We found the service did not administer people’s medicines in a safe manner. There were not appropriate arrangements in place with relatives to ensure people received their medicine. Medicines which were required by people on an ‘as and when’ basis were not always documented with suitable guidance given to staff.
People and their relatives told us staff do not always arrived on time to deliver care. We found staff did not having travelling time between calls. One staff member told us they had been short staff and covered hours. We found the newly appointed manager was attending a recruitment event at a local college to recruit more staff.
People and their relatives had mixed views about whether or not the service could be described as ‘Caring’. However due to the deficits we found in the service the ability of staff to care for people was constrained by a number of factors including the lack of risk assessments, supervision and the need to get from one person’s home to another without having in place travel time.

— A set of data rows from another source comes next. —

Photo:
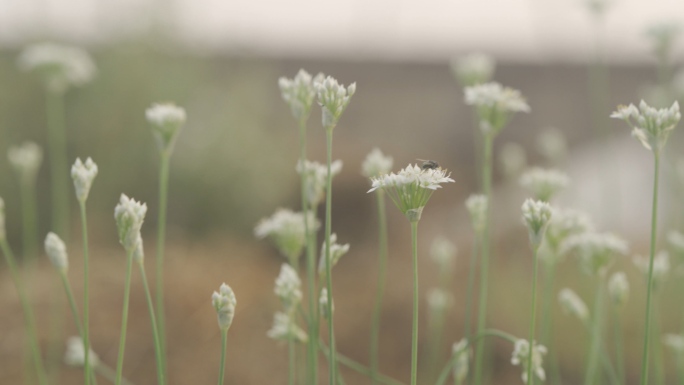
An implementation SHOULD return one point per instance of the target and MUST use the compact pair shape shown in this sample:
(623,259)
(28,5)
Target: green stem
(222,365)
(533,315)
(59,170)
(124,320)
(86,296)
(161,235)
(312,348)
(484,264)
(161,379)
(382,273)
(328,264)
(647,327)
(414,332)
(28,312)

Staff completed online training in their own homes and in their own time. There were no checks in place to confirm that the actual staff member completed the training or had absorbed the re required learning. Staff did not receive regular support through supervision.
The provider had in place an electronic monitoring system. This was a system used to monitor when staff arrived and departed from people’s homes. We found this was not being monitored effectively and missed visits had not been identified. The system was not monitored to check if staff spent the required amount of time providing people’s care. Calls to people who chose not to have staff use their personal landline were not monitored. This meant there were risks of people’s visits being missed and systems to reduce this risk were ineffective.

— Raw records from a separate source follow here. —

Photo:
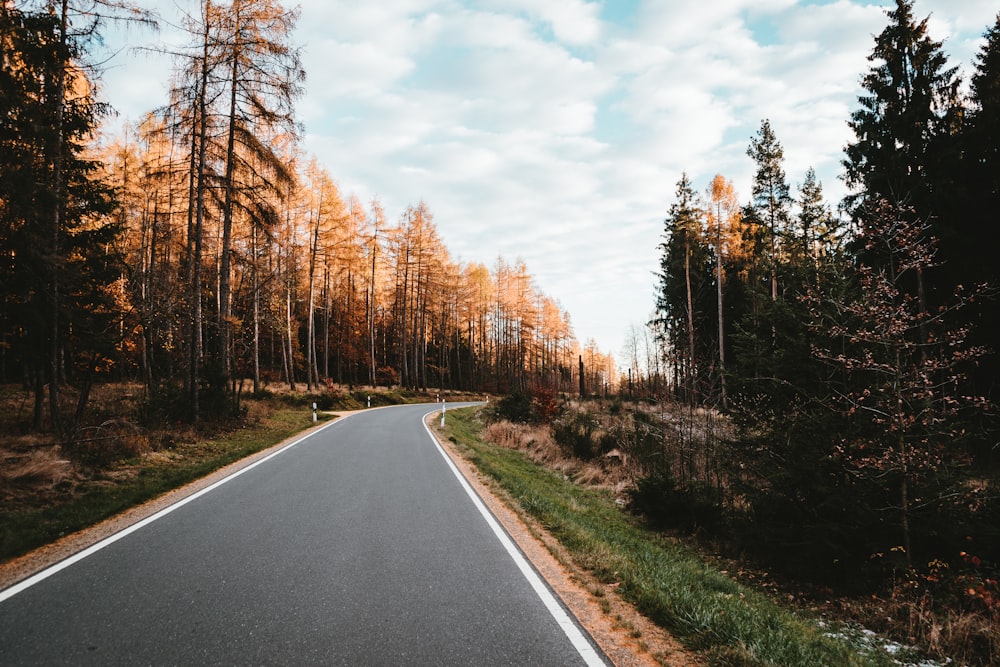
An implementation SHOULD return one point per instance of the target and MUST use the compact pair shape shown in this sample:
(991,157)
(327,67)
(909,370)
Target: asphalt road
(358,545)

We found staff references did not include sufficient information to ensure people employed in the service were suitable for their role. Brief comments were written down after a telephone call to the referee which did not fully explore the prospective staff member’s fitness to work in the service. Following the inspection the provider told us this was a historical issue and did not reflect current practice.
The provider had introduced a four weekly cycle of spot checks on staff whilst they undertook their duties. Staff were not able to tell us which week they were working to. We found these had not been carried out in line with the provider’s plan.

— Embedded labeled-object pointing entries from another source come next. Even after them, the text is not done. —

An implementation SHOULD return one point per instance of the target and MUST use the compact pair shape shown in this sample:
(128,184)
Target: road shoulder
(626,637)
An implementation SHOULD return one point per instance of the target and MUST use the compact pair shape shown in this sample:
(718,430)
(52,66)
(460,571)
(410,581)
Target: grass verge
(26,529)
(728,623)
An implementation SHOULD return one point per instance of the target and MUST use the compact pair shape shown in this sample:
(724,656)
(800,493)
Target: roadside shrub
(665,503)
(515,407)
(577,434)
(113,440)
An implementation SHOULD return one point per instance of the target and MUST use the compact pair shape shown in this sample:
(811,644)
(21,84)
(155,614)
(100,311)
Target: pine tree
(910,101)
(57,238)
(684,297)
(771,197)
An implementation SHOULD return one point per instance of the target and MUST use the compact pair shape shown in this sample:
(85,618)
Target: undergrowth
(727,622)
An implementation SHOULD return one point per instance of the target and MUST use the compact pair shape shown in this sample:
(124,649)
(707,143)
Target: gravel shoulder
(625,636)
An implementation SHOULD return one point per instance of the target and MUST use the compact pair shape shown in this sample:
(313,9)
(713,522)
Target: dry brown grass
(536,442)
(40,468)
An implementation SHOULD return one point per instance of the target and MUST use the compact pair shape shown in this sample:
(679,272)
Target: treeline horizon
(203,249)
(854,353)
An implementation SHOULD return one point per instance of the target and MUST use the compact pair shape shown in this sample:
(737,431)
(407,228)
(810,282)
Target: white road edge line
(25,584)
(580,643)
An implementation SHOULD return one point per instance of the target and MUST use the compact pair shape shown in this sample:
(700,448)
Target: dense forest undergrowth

Surveys had been carried out by the provider of people who used the service. In two people’s surveys they had said they were satisfied with the outcome of their complaints. The provider was unable to demonstrate what these complaints were and what actions they had taken.
We found new audit systems had recently been introduced into the service by the newly appointed manager. These had been used to monitor the daily care records. However we found staff had written about a person experiencing pain when they had applied a person’s topical medicine (a cream applied to the skin). We found the audit tool did not address the specific details of care given to each person.
During our inspection we found a number of breaches of the Health and Social Care Act 2008 (Regulated Activities) Regulations 2014 and Care Quality Commission (Registration) Regulations 2009. These are listed throughout the report. You can see what action we told the registered provider to take at the back of the full version of the report. Details of any enforcement action taken by CQC will be only be detailed once appeals and representation processes have been completed.
Following our inspection we wrote to the provider with our concerns and asked them to provide us with a remedial action plan. They provided us with explanations and actions with deadlines they intended to take. We visited the service on 28 July 2017 to verify if the actions had been taken. We found some actions had not been completed within the timescales and other actions were in progress.